BOM’un Ötesinde: Dijital Ürün Geliştirmede Yeni Dönem!

BOM’un Ötesinde: Dijital Ürün Geliştirmede Yeni Dönem!

Günümüz üretim dünyasında rekabet, yalnızca kaliteli ürünler geliştirmekle sınırlı değil. Pazara daha hızlı çıkmak, maliyetleri azaltmak ve müşteri taleplerine çevik şekilde yanıt vermek artık her üreticinin önceliği. Ancak bu hedeflere ulaşmanın önündeki en büyük engellerden biri, mühendislik ve üretim süreçlerinin birbiriyle yeterince entegre olmaması.

Türkiye’nin teknoloji öncülerinden infoTRON, Dassault Systèmes 3DEXPERIENCE platformu gibi çözümlerle üretim sektörünü yeni bir çağa taşıyor. Endüstriyel tasarımdan 3D yazıcılara, simülasyon yazılımlarından sanal gerçeklik çözümlerine kadar geniş bir portföye sahip olan infoTRON, dijital entegrasyon sayesinde firmalara çevik, esnek ve sürdürülebilir üretim sistemleri sunuyor. Yazımızda Faurecia gibi dünya devlerinin başarı hikâyeleri üzerinden, dijital sürekliliğin nasıl sağlandığını ve BOM’un evrilen rolünü detaylı şekilde keşfedeceğiz.

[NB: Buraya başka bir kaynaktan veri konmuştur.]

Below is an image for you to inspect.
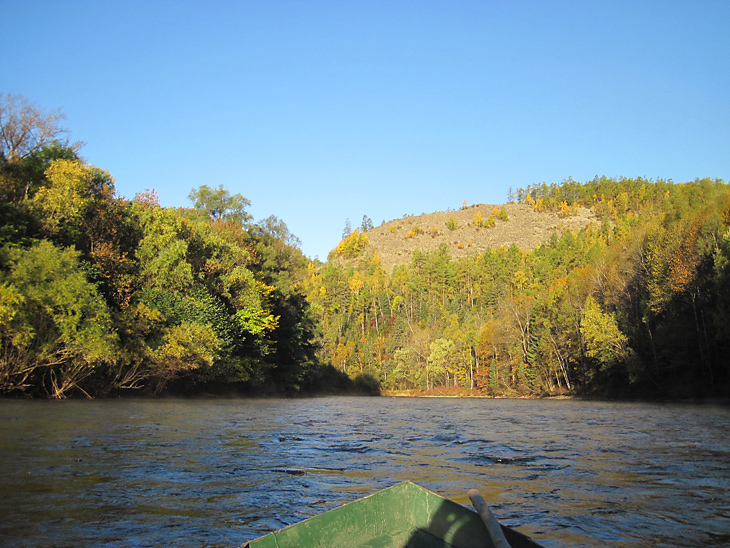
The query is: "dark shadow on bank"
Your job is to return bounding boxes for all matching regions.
[143,364,382,398]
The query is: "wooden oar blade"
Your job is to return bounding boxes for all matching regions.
[468,489,512,548]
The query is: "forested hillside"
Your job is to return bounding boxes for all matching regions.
[2,94,729,399]
[306,176,730,399]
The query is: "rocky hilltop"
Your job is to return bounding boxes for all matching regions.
[360,202,598,272]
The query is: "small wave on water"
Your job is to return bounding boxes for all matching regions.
[329,442,372,453]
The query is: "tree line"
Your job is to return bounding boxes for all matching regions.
[2,93,728,399]
[305,175,730,398]
[0,93,363,398]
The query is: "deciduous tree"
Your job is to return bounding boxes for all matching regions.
[188,184,252,225]
[0,241,117,397]
[580,295,629,372]
[0,94,80,161]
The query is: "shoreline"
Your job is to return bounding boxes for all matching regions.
[381,388,574,399]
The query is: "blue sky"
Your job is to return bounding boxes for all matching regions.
[2,1,728,260]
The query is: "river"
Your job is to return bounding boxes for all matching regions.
[0,397,728,548]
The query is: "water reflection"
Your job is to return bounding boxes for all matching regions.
[0,398,728,547]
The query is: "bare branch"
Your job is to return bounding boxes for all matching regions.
[0,93,75,160]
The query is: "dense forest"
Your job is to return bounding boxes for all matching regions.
[0,94,360,398]
[1,94,729,399]
[309,176,730,399]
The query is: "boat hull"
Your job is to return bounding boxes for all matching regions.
[243,482,543,548]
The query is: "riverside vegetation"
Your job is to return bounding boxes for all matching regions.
[1,94,729,399]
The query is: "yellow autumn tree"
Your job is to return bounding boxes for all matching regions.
[333,229,369,258]
[580,296,629,371]
[31,159,113,232]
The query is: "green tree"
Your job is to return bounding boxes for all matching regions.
[0,143,80,205]
[428,337,455,389]
[135,205,196,291]
[0,241,117,397]
[149,321,221,394]
[263,289,319,390]
[248,215,305,293]
[30,159,113,234]
[188,184,252,224]
[132,202,280,390]
[360,215,373,232]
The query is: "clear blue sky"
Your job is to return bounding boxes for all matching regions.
[2,1,728,260]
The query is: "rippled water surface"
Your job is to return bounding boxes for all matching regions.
[1,397,729,547]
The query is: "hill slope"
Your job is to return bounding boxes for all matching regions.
[361,203,598,272]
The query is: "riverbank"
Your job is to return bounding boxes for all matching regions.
[382,386,573,398]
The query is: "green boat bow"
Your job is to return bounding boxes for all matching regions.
[242,482,544,548]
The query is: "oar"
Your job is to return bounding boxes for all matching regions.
[468,489,512,548]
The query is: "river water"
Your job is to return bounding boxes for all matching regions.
[0,397,728,548]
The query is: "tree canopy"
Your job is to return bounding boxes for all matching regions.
[188,184,252,225]
[2,95,728,400]
[0,96,342,397]
[304,176,730,399]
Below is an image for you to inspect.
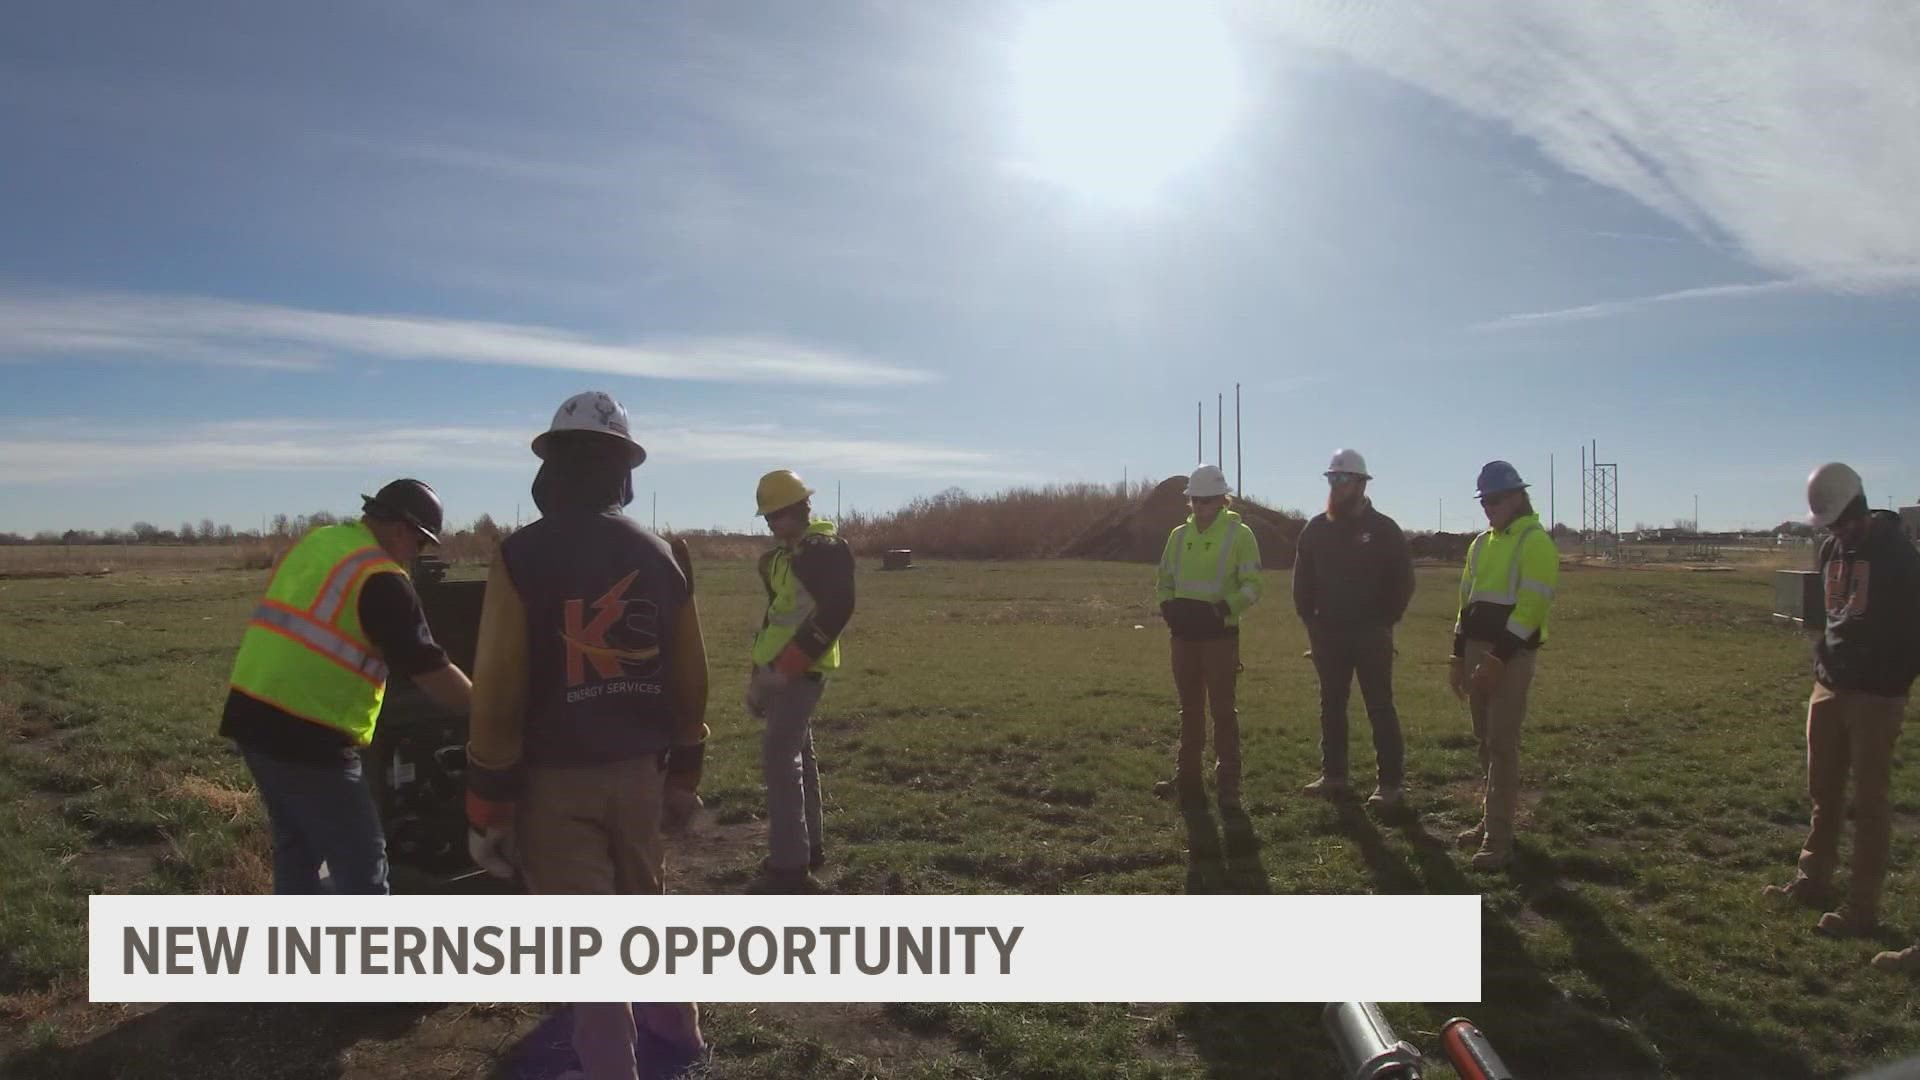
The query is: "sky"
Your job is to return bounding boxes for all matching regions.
[2,0,1917,539]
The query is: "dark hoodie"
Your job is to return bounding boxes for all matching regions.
[1815,509,1920,696]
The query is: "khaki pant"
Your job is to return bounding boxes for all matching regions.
[1172,636,1241,800]
[1796,682,1907,917]
[520,758,701,1080]
[1464,640,1538,854]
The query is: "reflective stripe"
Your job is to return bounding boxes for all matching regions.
[311,547,394,624]
[765,555,815,627]
[1504,524,1542,603]
[1519,579,1556,600]
[1237,583,1259,602]
[1505,616,1535,639]
[1236,561,1261,575]
[1162,526,1187,580]
[251,603,389,684]
[1175,523,1241,599]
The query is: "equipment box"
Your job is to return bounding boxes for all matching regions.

Geleneksel Yöntemler Artık Yeterli Değil

Malzeme Listesi (BOM), yıllardır üretimin temel yapı taşlarından biri oldu. Ancak bu yaklaşım, mekanik ağırlıklı ve daha az değişkenliğe sahip ürünlerin üretildiği dönemler için geçerliydi. Bugün ise ürünler çok daha karmaşık: Elektronik, yazılım ve donanım bileşenleri iç içe geçmiş durumda. Üstelik müşteri tercihleri sürekli değişiyor ve özelleştirme talepleri artıyor.

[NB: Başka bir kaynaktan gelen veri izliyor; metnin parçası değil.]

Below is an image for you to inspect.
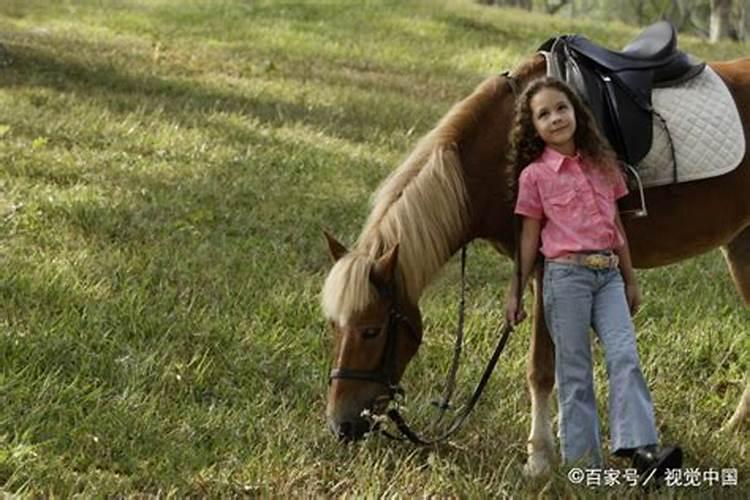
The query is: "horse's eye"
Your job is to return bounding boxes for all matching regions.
[361,327,380,339]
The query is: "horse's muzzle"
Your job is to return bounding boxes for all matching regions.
[328,416,371,441]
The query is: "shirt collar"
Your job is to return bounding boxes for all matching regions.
[541,146,581,172]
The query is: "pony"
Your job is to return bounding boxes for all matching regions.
[321,52,750,475]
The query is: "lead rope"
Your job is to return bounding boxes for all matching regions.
[428,244,467,431]
[379,245,474,444]
[385,321,513,445]
[380,72,520,446]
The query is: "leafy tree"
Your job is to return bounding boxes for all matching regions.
[478,0,747,41]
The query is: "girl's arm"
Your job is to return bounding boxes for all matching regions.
[505,216,542,325]
[613,210,641,315]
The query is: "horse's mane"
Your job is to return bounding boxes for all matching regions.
[322,74,508,325]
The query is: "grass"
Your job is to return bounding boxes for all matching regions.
[0,0,747,496]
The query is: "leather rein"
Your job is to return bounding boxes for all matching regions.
[329,73,521,446]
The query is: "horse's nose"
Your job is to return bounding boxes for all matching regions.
[332,418,369,441]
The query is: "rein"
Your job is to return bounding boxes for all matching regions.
[372,72,523,446]
[329,72,521,445]
[381,245,517,445]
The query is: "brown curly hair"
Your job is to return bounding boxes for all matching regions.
[507,77,618,197]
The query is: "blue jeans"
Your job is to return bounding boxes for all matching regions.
[543,261,659,466]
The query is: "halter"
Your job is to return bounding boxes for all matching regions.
[328,284,422,399]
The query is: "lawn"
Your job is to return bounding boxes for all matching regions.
[0,0,747,496]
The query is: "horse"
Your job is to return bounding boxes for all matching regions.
[321,51,750,476]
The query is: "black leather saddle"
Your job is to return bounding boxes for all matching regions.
[539,21,705,166]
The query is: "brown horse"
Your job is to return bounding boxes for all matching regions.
[321,52,750,475]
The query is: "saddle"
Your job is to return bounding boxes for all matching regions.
[539,21,705,167]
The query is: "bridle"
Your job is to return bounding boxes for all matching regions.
[328,72,521,445]
[326,246,513,446]
[328,284,421,399]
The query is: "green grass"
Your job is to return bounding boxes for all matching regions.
[0,0,747,496]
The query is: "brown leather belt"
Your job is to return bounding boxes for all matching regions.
[547,251,619,270]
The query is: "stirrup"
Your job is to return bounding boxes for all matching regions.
[620,163,648,218]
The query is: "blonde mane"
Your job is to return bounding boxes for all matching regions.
[322,75,506,325]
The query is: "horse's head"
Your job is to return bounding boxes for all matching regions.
[321,232,423,441]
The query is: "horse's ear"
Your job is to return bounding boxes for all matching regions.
[370,244,399,290]
[323,230,348,262]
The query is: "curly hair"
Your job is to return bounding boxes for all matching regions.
[507,77,619,197]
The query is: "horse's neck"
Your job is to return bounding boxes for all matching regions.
[356,59,548,301]
[458,58,546,251]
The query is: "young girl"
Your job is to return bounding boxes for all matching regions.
[505,77,682,480]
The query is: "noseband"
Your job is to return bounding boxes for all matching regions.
[328,286,421,398]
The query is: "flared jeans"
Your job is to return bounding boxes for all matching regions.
[543,261,659,466]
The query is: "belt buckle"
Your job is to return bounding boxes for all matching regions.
[584,254,609,270]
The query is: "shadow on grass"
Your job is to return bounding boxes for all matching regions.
[0,25,372,449]
[0,34,484,147]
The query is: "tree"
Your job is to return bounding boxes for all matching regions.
[478,0,533,9]
[477,0,747,40]
[710,0,732,42]
[544,0,571,14]
[738,0,750,40]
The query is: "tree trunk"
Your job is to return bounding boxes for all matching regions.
[665,0,685,29]
[545,0,571,15]
[710,0,732,42]
[479,0,532,7]
[740,0,750,41]
[510,0,533,9]
[629,0,647,25]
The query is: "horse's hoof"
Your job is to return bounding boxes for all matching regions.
[523,452,553,478]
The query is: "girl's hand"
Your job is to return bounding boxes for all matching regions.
[505,295,527,326]
[625,281,641,315]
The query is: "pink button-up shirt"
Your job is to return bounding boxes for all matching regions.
[515,147,628,259]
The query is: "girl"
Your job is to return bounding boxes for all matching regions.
[505,77,682,480]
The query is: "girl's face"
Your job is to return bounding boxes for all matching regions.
[529,87,577,155]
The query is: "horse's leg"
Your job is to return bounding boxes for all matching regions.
[721,225,750,431]
[725,385,750,431]
[524,268,557,477]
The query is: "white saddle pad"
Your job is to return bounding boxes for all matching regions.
[637,65,745,187]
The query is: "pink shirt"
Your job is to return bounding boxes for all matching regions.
[515,147,628,259]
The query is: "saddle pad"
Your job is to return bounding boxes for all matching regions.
[637,65,745,187]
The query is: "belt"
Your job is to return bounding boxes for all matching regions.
[547,251,619,270]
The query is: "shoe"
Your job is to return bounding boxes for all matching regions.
[632,444,683,485]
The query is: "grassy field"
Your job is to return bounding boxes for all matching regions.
[0,0,747,496]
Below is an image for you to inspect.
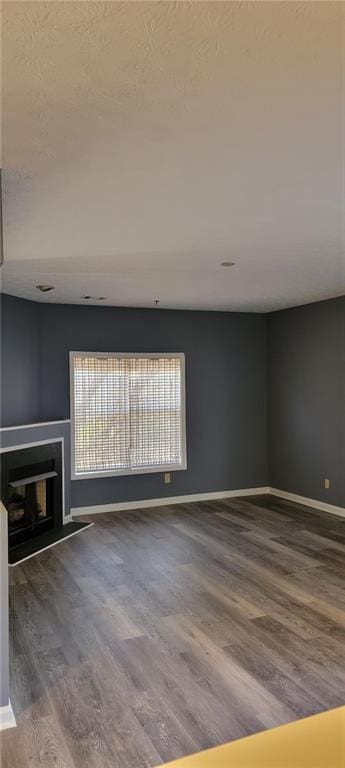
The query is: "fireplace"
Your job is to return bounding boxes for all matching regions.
[1,442,63,554]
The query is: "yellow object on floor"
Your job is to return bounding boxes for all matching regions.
[161,707,345,767]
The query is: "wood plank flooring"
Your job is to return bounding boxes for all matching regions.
[1,494,345,768]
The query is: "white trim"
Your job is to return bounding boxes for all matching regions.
[71,487,269,516]
[0,437,64,453]
[71,486,345,519]
[61,438,66,522]
[69,351,187,480]
[0,437,69,523]
[0,420,70,432]
[269,487,345,519]
[0,502,10,724]
[73,462,187,481]
[64,514,73,524]
[9,523,94,567]
[0,701,16,730]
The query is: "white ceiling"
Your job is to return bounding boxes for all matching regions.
[1,1,344,312]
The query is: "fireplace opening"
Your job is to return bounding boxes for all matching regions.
[7,464,57,546]
[1,442,63,553]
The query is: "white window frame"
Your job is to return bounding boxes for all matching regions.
[69,351,187,480]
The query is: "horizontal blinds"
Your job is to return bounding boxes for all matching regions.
[73,355,129,474]
[72,355,183,476]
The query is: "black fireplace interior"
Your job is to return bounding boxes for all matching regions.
[2,442,63,552]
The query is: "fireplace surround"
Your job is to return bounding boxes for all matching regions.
[1,423,91,565]
[1,441,63,554]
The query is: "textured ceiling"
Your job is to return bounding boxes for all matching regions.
[1,1,344,312]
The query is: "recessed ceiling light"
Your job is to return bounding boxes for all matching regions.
[36,284,55,292]
[80,295,108,301]
[221,261,235,267]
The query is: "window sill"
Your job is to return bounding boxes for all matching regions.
[72,462,187,481]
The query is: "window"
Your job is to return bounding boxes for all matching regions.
[70,352,186,479]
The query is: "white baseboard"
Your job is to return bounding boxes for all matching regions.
[71,487,269,516]
[71,486,345,520]
[63,514,73,524]
[0,700,16,730]
[269,487,345,519]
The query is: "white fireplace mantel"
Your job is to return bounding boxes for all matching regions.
[0,419,70,432]
[0,421,72,526]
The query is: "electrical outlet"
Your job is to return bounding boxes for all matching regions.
[324,478,330,489]
[164,472,171,484]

BOM hâlâ önemini korusa da, mühendislik ve üretim ekiplerinin farklı versiyonlarla çalışması; manuel güncellemeler, veri tutarsızlıkları ve iletişim kopuklukları gibi sorunlara neden oluyor. Bu da hatalı üretim, zaman kaybı ve artan maliyet anlamına geliyor.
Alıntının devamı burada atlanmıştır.